Technical specifications
- Chassis: Carbon Monocoque
- Suspension (front): Double triangle, pushers - rockers, with 3-way shock absorbers, Adjustable anti-roll bars & 3rd adjustable element front and rear
- Suspension (rear): As Front
- Length: 4600mm
- Width: 1900mm
- Wheelbase: 2940mm
- Engine: Nissan VK56DE V8 5.6L
- Transmission: 6-speed sequential gearbox XTrac 1152
- Power: 455hp
- Weight: 960kg
- Fuel: Various
- Lubricants: Various
- Brakes: AP Racing ventilated discs, 6-pot caliper
- Tyres: Michelin

Competition history
- Debut: 2020 Le Mans Cup
| Races | Wins | Titles |
| 160 | 46 | 7 |
- Teams' Championships: 3 (2021 European Le Mans Series), (2020 Le Mans Cup), (2023 Prototype Cup Germany)
- Drivers' Championships: 4 (2021 European Le Mans Series), (2020 Le Mans Cup), (2022 Prototype Challenge), (2023 Prototype Cup Germany)

= Duqueine D08 =

French sports car prototype

The Duqueine D08 is a Le Mans Prototype LMP3 built to ACO 2020 2nd Generation Le Mans Prototype LMP3 regulations. It was designed, and built by Duqueine Engineering, which bought out Norma Auto Concept. The car is the successor to the Norma M30. The car can be built from its predecessor, and is set to be eligible in a series of Championships worldwide, such as the European Le Mans Series, and the IMSA Prototype Challenge. While the car was launched on the weekend of the 2019 24 Hours of Le Mans, it was not physically seen until September 2019, with the car at Le Mans being a repainted M30.

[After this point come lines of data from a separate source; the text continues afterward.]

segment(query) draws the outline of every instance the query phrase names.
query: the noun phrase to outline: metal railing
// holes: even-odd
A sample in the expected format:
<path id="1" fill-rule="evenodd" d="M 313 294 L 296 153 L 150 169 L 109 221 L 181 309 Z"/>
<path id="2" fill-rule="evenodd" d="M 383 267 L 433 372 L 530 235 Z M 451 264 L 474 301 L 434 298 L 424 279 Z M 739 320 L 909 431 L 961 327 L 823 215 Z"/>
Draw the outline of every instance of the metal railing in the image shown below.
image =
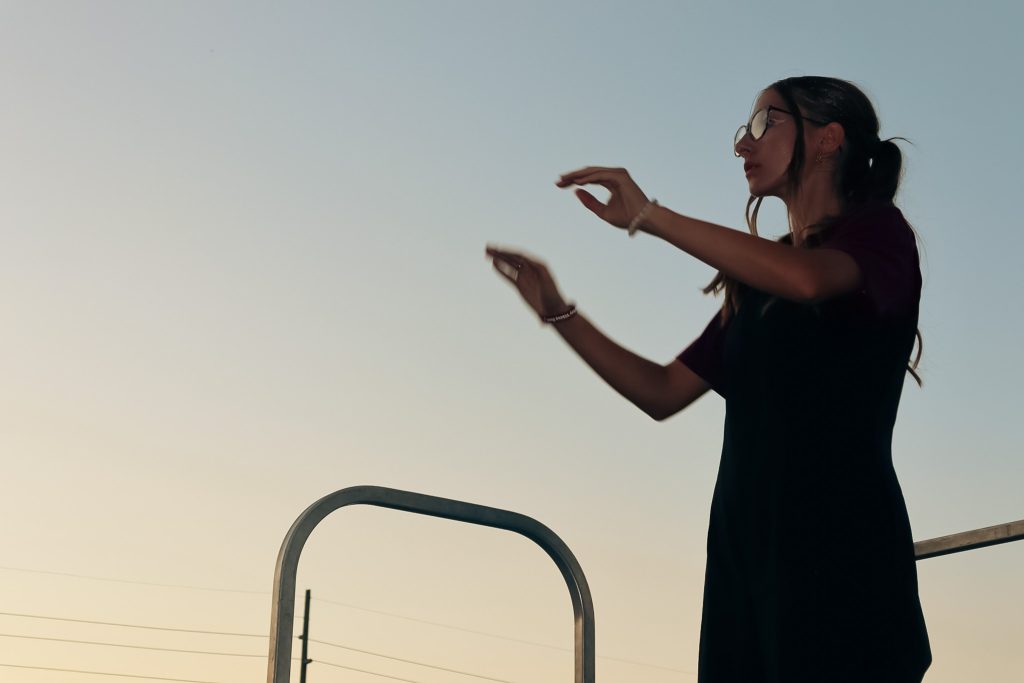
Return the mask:
<path id="1" fill-rule="evenodd" d="M 516 512 L 382 486 L 352 486 L 324 496 L 306 508 L 285 535 L 274 571 L 267 683 L 288 683 L 291 677 L 295 576 L 302 546 L 317 524 L 330 513 L 347 505 L 376 505 L 505 529 L 521 534 L 539 545 L 554 560 L 569 587 L 575 622 L 575 681 L 594 683 L 594 605 L 590 599 L 590 587 L 579 562 L 555 532 L 537 520 Z"/>
<path id="2" fill-rule="evenodd" d="M 562 539 L 537 520 L 516 512 L 383 486 L 352 486 L 324 496 L 306 508 L 285 535 L 274 572 L 267 683 L 290 681 L 295 578 L 302 547 L 327 515 L 347 505 L 376 505 L 505 529 L 539 545 L 554 560 L 569 587 L 575 622 L 575 683 L 594 683 L 594 605 L 583 570 Z M 914 556 L 924 560 L 1019 540 L 1024 540 L 1024 519 L 917 541 Z"/>
<path id="3" fill-rule="evenodd" d="M 1022 539 L 1024 539 L 1024 519 L 1019 519 L 1008 524 L 996 524 L 982 529 L 918 541 L 914 543 L 914 556 L 918 560 L 925 560 L 929 557 L 962 553 L 965 550 L 975 550 Z"/>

== Developmental history ==
On 23 May 2018, the Automobile Club de I'Ouest announced a brief outline for the 2020 Generation 2 Le Mans Prototype 3 (LMP3) regulations, alongside new chassis models from four approved manufacturers – Onroak Automotive (Ligier), Duqueine Automotive (Norma), ADESS AG and Ginetta being announced as granted homologation for the new ruleset. On 7 February 2019, the ACO announced the new 2nd Generation Le Mans Prototype 3 (LMP3) regulations, with full implementation due by 2021, and with the cars being expected to be raced from 2020 to 2024.

Following the unveiling of the car in June 2019, the car underwent its shakedown at Le Pôle Mécanique Alès-Cévennes, with Romain Dumas, at the wheel, before testing moved to the Circuit Paul Ricard, with Nico Jamin at the wheel. David Droux was also involved in the tests. The tests were delayed, due to Duqueine being the last constructor to receive the new, upsized Nissan V8. The car had its public track debut during the post-season testing for the 2019 European Le Mans Series, at the Algarve International Circuit, in Portimão, alongside the Ligier JS P320.

Key differences between the Norma M30 and the Duqueine D08 include a re-designed front-splitter, modified side pods, a new engine cover and rear wing. Compared to the other 2020 LMP3 cars, the D08 was 10 kg heavier for the 2020 season, due to a weight penalty being imposed on the car as a result of a late submission of homologation paperwork.